И они вручную сделают для выставки одну штуку.
Только отвернулся – сделали не то.
– Вы что?
– А вы так говорили.
– Как? Вот же эскиз.
– А он мне говорит, что вы так говорили.
– Кто говорит?
– Он.
– Что?
– Ну, что вы говорили.
– Зови его сюда…
– Я тебе говорил – вот так сделать?
– Не знаю. Я сам не слышал. Мне говорили, что вы так говорили, что так делать не надо, как на бумаге, а так, как вы говорили.
– Когда я говорил? Я никогда ничего не говорил.
– А она сказала.
– Кто?
– Маша.
– Зови… Маша… Я что, говорил делать не так, как в эскизе?
– Вы говорили. Мне сказали, делать вот так.
– Кто сказал?
– Не знаю я его. Лысый такой. Худой.
– Кто он такой?
– Не знаю я его.
– А чего ж вы его слушали?
– Так он сказал, что вы так говорили.
– Ничего я не говорил.
– А он сказал.
– Не говорил я.
– А он сказал, что вы говорили.
– Как можно! Кто сказал, кто говорил. А позвонить мне, перед тем как уродовать квартиру?
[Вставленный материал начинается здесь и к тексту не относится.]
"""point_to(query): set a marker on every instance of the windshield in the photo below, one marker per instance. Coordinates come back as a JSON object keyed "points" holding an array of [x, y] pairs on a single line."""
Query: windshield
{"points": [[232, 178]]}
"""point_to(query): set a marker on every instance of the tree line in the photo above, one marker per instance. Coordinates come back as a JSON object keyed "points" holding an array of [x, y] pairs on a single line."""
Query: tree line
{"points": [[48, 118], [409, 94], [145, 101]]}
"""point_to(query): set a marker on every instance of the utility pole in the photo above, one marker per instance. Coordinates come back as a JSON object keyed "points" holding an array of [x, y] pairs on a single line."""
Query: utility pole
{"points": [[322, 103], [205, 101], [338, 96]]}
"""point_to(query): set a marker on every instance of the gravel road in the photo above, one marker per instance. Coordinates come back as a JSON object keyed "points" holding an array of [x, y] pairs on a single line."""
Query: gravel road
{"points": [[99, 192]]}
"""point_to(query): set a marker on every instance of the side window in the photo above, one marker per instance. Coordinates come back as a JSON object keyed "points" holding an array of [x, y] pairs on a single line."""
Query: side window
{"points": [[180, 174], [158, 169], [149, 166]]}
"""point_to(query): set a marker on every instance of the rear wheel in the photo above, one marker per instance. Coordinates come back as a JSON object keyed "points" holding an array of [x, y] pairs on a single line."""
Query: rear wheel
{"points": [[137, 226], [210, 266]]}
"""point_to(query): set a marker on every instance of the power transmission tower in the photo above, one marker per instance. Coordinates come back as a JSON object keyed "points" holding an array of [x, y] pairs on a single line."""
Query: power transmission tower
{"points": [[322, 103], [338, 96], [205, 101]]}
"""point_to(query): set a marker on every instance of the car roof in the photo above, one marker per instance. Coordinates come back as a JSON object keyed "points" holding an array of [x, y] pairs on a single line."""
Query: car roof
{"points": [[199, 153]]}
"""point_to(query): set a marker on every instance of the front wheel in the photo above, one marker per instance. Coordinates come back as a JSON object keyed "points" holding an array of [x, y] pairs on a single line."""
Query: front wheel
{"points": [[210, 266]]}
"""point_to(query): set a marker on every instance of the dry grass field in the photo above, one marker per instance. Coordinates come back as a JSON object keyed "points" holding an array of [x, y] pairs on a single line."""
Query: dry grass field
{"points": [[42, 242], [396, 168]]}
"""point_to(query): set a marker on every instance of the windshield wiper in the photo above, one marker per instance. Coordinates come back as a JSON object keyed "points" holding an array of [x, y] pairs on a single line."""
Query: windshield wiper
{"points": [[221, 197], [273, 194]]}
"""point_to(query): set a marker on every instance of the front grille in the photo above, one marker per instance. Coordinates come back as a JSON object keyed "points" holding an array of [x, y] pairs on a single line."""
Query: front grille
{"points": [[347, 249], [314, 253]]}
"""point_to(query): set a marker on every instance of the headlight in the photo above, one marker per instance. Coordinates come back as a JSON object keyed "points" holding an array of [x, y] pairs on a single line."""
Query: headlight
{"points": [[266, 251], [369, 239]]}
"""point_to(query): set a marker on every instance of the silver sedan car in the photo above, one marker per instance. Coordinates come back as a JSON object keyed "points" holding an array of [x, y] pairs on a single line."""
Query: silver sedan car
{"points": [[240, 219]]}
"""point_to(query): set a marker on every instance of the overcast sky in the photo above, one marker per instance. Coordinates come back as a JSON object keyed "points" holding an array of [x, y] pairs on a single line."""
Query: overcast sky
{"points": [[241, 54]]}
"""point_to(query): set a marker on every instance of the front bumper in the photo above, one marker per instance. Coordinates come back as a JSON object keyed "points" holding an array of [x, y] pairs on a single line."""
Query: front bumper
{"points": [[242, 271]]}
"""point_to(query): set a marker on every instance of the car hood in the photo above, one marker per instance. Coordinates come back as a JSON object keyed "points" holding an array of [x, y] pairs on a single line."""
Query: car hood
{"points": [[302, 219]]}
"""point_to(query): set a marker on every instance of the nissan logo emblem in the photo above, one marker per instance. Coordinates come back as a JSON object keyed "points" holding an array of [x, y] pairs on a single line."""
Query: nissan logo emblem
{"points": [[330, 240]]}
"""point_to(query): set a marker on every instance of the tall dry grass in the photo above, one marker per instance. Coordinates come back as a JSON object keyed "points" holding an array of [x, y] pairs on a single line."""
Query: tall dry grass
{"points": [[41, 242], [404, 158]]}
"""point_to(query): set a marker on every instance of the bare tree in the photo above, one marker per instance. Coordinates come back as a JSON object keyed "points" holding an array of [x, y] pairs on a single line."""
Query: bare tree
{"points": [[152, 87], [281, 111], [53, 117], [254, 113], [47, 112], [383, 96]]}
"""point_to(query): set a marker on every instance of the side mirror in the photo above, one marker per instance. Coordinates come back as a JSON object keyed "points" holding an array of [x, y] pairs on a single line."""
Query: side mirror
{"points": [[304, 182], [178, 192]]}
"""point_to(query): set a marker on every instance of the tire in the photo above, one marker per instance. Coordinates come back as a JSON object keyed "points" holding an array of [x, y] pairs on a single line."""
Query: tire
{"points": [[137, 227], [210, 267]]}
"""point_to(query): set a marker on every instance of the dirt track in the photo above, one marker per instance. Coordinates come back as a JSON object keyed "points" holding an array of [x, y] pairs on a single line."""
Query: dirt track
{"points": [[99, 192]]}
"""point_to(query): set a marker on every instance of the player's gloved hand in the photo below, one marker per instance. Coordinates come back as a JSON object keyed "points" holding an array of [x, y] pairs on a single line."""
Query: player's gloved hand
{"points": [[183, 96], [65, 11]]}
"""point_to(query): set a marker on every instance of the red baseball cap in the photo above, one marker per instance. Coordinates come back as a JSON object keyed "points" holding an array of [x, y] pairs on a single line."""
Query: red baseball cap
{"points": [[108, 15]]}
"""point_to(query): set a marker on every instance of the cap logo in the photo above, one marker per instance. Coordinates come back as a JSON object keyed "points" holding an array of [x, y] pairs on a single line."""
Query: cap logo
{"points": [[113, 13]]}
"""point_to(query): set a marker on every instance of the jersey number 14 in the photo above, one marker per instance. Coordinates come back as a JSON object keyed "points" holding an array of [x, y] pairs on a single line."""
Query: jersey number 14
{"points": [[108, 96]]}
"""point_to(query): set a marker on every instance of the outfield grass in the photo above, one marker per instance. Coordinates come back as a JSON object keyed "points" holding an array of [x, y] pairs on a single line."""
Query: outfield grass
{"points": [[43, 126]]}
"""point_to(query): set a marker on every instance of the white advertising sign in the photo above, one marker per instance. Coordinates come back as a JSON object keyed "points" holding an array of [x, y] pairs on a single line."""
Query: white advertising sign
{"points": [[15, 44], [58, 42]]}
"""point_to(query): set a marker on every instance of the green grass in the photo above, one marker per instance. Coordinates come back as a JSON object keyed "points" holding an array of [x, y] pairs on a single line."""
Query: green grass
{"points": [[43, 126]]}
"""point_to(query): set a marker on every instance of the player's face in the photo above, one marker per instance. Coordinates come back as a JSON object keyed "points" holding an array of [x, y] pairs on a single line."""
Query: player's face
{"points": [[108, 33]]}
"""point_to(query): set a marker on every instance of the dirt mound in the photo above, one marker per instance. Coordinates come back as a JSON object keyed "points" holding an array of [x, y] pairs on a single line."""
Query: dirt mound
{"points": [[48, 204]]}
– А чего звонить? Он сказал, что только от вас.
– А позвонить мне?
– Чего звонить – время тратить?
– Ну, тогда переделывайте.
– Тогда, значит, переделаем.
– А вам всё равно?
– А нам не всё равно.
И я уволился.
* * *
Чиновница в мэрии спрашивает у посетителя:
– Я что, вам факс не послала?
– Я не получал.
– Это не ответ, я вам посылала или нет?
– Нет.
– Не может быть… Проверьте, – говорила она получателю, – идите домой и проверьте.
– А вы посылали?
– Вот я это хочу у вас узнать. Идите домой и проверьте.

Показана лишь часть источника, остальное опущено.